Side Note

More inmates are reporting sexual assaults

The number of annual reported sexual assaults in prisons and jails has tripled from 2011 to 2015, according to a new report from the Bureau of Justice Statistics, bringing the overall rate of reported assaults from 3.9 per 1,000 inmates in 2011 to 11.0 per 1,000 in 2015. That increase is not necessarily because of a jump in actual assaults but rather legal changes that have made inmates more aware of the resources available to them following an assault.

The Prison Rape Elimination Act, which finally went into full effect in 2012 after its initial passage in 2003, mandates that incarcerated people be educated about their right to report a sexual assault. According to Prison Legal News, under the PREA, prison officials must make clear that inmates will not risk punishment for filing a sexual assault claim “in good faith based upon a reasonable belief that the alleged conduct occurred.” These standards have led to a surge in reporting — the number of official allegations leapt from 8,768 in 2011 to 24,661 in 2015.

Still, an untold number of incarcerated people continue to fear reporting that they have been raped, in part because investigations rarely ever confirm the initial assault. Only 8 percent of allegations are ever proven, according to the report from 2015.

That isn’t because inmates are lying about their assaults, Lovissa Stannow of the advocacy group Just Detention International told The Marshall Project. “Prisoners have nothing to gain from filing false sex abuse reports,” she said. The more likely explanation is that the investigations themselves have been inadequate.

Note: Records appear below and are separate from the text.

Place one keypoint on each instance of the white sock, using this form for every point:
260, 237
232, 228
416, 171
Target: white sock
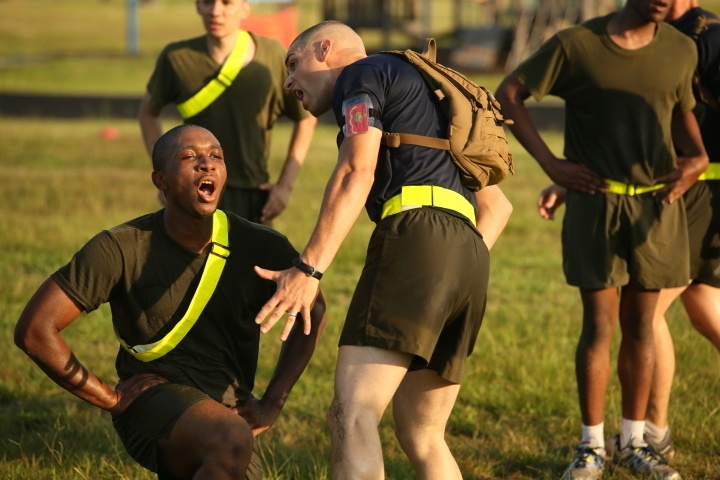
593, 435
655, 433
631, 431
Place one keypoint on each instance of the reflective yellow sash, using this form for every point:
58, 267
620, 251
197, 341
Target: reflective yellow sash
230, 69
208, 281
712, 172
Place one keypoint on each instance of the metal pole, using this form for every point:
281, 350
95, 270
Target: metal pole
132, 27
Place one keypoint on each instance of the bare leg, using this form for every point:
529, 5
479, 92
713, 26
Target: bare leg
702, 303
209, 441
421, 408
636, 362
366, 379
659, 400
592, 357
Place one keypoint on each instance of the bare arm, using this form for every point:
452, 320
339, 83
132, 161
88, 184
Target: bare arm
37, 333
294, 356
298, 147
550, 199
512, 95
494, 210
150, 124
344, 199
692, 162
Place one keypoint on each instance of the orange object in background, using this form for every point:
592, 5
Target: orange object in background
280, 25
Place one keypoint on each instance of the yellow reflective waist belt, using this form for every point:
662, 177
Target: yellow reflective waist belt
416, 196
712, 172
230, 69
208, 281
628, 189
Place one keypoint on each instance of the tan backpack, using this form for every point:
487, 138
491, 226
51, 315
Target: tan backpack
476, 138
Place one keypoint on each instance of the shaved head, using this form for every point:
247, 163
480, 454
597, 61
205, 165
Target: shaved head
348, 44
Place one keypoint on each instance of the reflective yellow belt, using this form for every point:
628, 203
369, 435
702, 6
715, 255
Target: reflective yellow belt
712, 173
230, 69
208, 281
416, 196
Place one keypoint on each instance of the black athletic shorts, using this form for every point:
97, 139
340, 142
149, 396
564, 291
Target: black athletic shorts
152, 415
422, 290
611, 240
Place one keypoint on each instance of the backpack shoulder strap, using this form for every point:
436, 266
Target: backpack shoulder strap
430, 51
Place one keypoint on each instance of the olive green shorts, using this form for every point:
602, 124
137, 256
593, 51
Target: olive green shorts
422, 290
702, 202
152, 415
244, 202
611, 240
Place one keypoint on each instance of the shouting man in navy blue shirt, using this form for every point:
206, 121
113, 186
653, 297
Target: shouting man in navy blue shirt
420, 300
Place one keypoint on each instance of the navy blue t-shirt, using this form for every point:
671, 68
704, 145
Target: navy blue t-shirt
402, 103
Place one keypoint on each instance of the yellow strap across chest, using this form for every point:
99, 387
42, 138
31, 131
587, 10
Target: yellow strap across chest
230, 69
208, 281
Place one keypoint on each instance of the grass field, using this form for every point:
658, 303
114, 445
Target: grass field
517, 414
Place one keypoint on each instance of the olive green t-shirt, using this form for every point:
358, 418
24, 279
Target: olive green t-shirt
618, 102
242, 117
148, 279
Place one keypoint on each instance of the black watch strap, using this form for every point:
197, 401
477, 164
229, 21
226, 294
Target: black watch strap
306, 269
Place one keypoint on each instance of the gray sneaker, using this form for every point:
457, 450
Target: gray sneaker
645, 461
588, 463
664, 446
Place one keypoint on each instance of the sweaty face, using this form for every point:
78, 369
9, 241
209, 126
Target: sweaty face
195, 172
222, 17
309, 78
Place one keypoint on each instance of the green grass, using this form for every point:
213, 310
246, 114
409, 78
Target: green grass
516, 416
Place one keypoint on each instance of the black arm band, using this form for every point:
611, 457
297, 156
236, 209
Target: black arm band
306, 269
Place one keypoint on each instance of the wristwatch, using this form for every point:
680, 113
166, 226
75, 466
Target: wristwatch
306, 269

Guards facing sexual assault allegations are much more likely to be absolved of responsibility than inmates who face the same allegations. While sexual assaults by staff account for the majority of reported assaults (58 percent), of the substantiated claims, only 42 percent were those made against staff members. Stannow put it like this: when it comes to investigating officials accused of sexual assault, “there’s a very strong tendency to close ranks.”